This idea sprang out of the philosopher, Descartes', answer to the question. He said: I know I exist because right now I'm thinking. Or in other (and more famous) words: I think therefore I am - Cogito ergo sum.
But as you can see in the Matrix, you can play with this thought and ask yourself: Am I really all this I see? Or am I just something that a computer or some other creature controls and creates? This reveals the question about what is true/real and what is just images of the true/real.
Plato gave an answer to this saying that the world and all beings are not the true world. We are just images of the idea, for instance, the idea of human being. This came from the problem of finding true knowledge. And for Plato true knowledge was knowledge of the ideas and not the ever changing world. The problem for Plato was that the world and all beings change all the time. And then true knowledge is impossible.
You can ask what: what is a human being and then point at the person next to you but that would not be a fullfilling answer for Plato. Because what about the next person and the next person. They are all human beings but still different from each other. So, as already mentioned Plato made two worlds: the world of change, and the world of never changing ideas (well, philosophers still argue whether he really thought there were one or two worlds).

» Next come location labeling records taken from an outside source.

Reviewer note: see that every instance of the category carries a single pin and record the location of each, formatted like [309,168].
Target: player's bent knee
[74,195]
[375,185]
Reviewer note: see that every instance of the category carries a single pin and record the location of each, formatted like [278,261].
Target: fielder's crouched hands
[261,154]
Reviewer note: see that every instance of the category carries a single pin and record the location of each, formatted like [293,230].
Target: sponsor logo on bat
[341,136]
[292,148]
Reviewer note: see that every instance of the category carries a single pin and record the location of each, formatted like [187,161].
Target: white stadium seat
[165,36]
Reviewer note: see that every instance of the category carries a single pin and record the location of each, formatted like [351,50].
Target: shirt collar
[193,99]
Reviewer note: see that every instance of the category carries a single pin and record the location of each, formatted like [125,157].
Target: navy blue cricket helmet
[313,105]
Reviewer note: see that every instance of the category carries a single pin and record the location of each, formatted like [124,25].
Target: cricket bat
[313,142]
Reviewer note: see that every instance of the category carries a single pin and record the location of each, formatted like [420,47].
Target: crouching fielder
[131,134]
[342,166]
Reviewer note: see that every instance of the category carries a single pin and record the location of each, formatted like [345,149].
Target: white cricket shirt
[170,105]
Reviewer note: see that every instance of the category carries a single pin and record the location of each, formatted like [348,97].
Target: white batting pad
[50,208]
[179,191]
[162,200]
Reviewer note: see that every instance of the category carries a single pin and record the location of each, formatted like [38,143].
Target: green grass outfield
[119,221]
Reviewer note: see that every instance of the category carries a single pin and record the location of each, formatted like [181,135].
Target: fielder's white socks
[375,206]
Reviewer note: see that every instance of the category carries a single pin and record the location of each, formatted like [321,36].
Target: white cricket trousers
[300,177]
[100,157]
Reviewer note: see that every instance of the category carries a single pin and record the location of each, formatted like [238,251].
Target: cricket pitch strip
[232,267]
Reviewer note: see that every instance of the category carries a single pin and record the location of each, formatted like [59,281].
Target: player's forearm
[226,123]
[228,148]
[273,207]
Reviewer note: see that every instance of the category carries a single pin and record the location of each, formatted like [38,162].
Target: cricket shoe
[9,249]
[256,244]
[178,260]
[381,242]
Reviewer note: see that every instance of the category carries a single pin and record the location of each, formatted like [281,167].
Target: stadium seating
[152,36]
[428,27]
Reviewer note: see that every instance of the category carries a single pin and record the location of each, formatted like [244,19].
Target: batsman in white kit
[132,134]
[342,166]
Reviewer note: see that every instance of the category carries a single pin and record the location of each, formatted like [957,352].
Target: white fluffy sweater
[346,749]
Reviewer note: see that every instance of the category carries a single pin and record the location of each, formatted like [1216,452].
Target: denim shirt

Well, here we are getting away from the original question, but the digression about Plato is still relevant. Because the world changes all the time and you change. Are you then the same person today that you were yesterday? Maybe not, but my thoughts and memories are mine so maybe Descarte was right about something. That I know that I exist because I am able to think. But are these thoughts really mine? And what about when you sleep. Do you still exist in your sleep. This has been the question ever since and, to my knowledge, no one has yet come up with a fitting argument saying that: I know I exist because... So we don't really know if we exist.